Chi siete e che ruolo ricoprite all’interno della vostra organizzazione?
Sono Lucia Perugini, ricercatrice del CMCC, della Divisione relativa agli impatti sull’agricoltura, le foreste e i servizi ecosistemici (IAFES).
Quali attività svolgete nel vostro lavoro quotidiano?
Nel lavoro quotidiano mi occupo di identificare pratiche agricole sostenibili in grado di sequestrare nel suolo il carbonio atmosferico e di quantificarne il potenziale di mitigazione dei cambiamenti climatici. Il carbonio, infatti, può essere raccolto e immagazzinato sotto forma di humus, tramite pratiche che, recentemente, sono state definite di carbon farming, con un duplice beneficio: ambientale e agronomico.
Come procede l’identificazione dei principali sistemi colturali e di allevamento per la regione Lombardia?
L’identificazione è stata realizzata principalmente analizzando i dati della RICA (Rete d'Informazione Contabile Agricola) della Lombardia, un’indagine campionaria che classifica le aziende secondo il loro orientamento tecnico-produttivo e la loro dimensione economica. Sono stati così individuati i sistemi colturali e gli allevamenti più importanti della Regione, sia per numerosità aziendale che per superficie coltivata. La selezione delle tecniche di carbon farming, grazie all’incrocio con altri database amministrativi, ha poi ristretto il campo d’azione a quegli ordinamenti più utili agli scopi del progetto.
Ci sono delle criticità che avete riscontrato sino ad ora nel lavoro per l’azione sulle pratiche di Carbon Farming (azione A2)?
Si. Per parlare di pratiche di mitigazione del cambiamento climatico andrebbe anche adottato un approccio definito di “analisi del ciclo di vita (LCA)” che tiene conto di tutte le emissioni generate da un sistema agricolo; considerare solo l’anidride carbonica sequestrata o non emessa al livello del suolo e, inoltre, nei soli primi 30 centimetri di suolo, comporta il rischio di sottostimare o sovrastimare il potenziale di mitigazione del clima da parte di alcune pratiche agricole.
Quali sono le necessità reali delle aziende per applicare le pratiche di carbon farming?

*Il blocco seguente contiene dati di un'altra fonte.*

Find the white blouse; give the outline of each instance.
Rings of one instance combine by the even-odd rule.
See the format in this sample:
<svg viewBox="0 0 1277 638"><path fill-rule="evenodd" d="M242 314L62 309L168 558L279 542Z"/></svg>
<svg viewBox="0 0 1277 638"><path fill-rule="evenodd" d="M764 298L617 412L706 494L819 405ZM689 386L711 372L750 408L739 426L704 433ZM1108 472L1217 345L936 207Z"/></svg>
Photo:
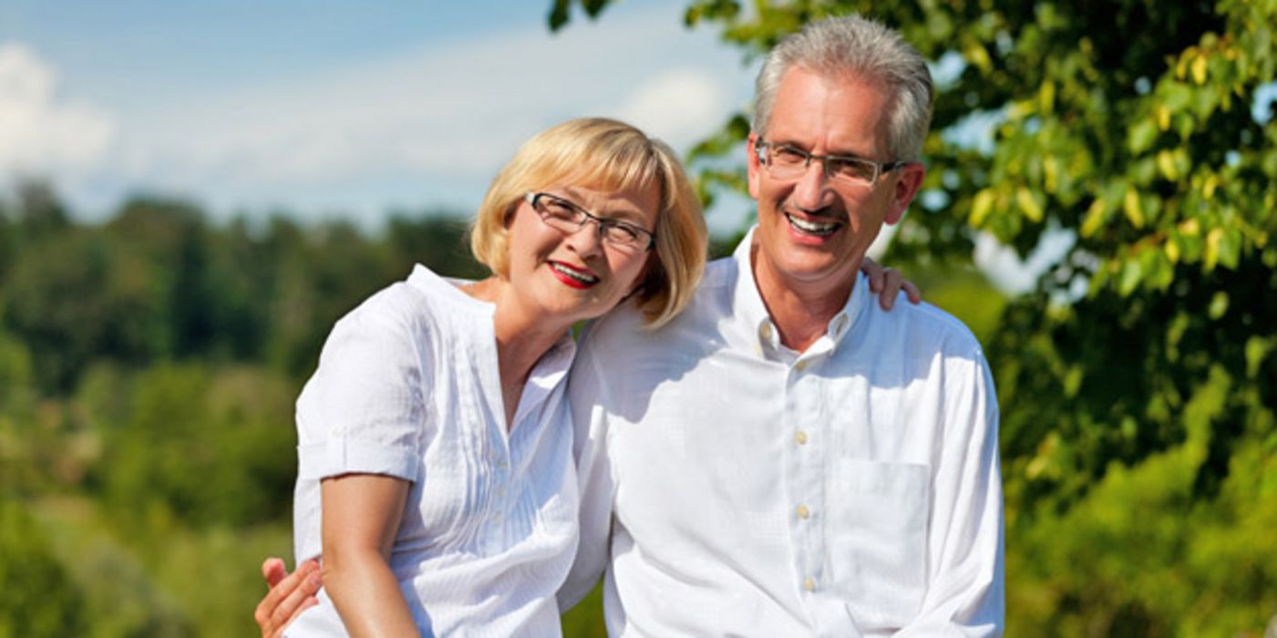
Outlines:
<svg viewBox="0 0 1277 638"><path fill-rule="evenodd" d="M418 265L333 327L298 398L296 560L321 553L319 481L411 481L391 569L423 635L559 635L577 545L564 334L504 426L493 305ZM289 637L346 635L332 600Z"/></svg>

Per rispondere a questa domanda stiamo preparando un questionario da inviare ad un numero consistente di aziende agricole che operano in Regione Lombardia al fine di identificare l'attuale gestione della sostanza organica del suolo, le motivazioni che limitano gli agricoltori ad adottare pratiche alternative e le forme di sostegno in grado di promuovere una gestione più sostenibile. Ipotizziamo che l’azione sinergica fra incentivi economici, corretta informazione sui co-benefici agronomici, supporto tecnico adeguato e un maggiore valore di mercato dei prodotti derivanti dal carbon farming possa stimolare gli agricoltori nella transizione verso la sostenibilità, nella sua definizione più ampia: ambientale, economica e sociale.
Secondo voi, questa azione può essere facilmente implementata per le altre regioni italiane?
L’approccio utilizzato non è specifico per la Regione Lombardia, ma è potenzialmente applicabile in tutte le altre regioni italiane.
Quali sono i passi successivi della vostra attività?
In questo momento stiamo procedendo all’identificazione delle aziende dimostrative da coinvolgere nel progetto e parallelamente preparando il questionario per le aziende.Stiamo anche definendo il potenziale di sequestro di carbonio delle pratiche di carbon farming in base ad una revisione della letteratura scientifica.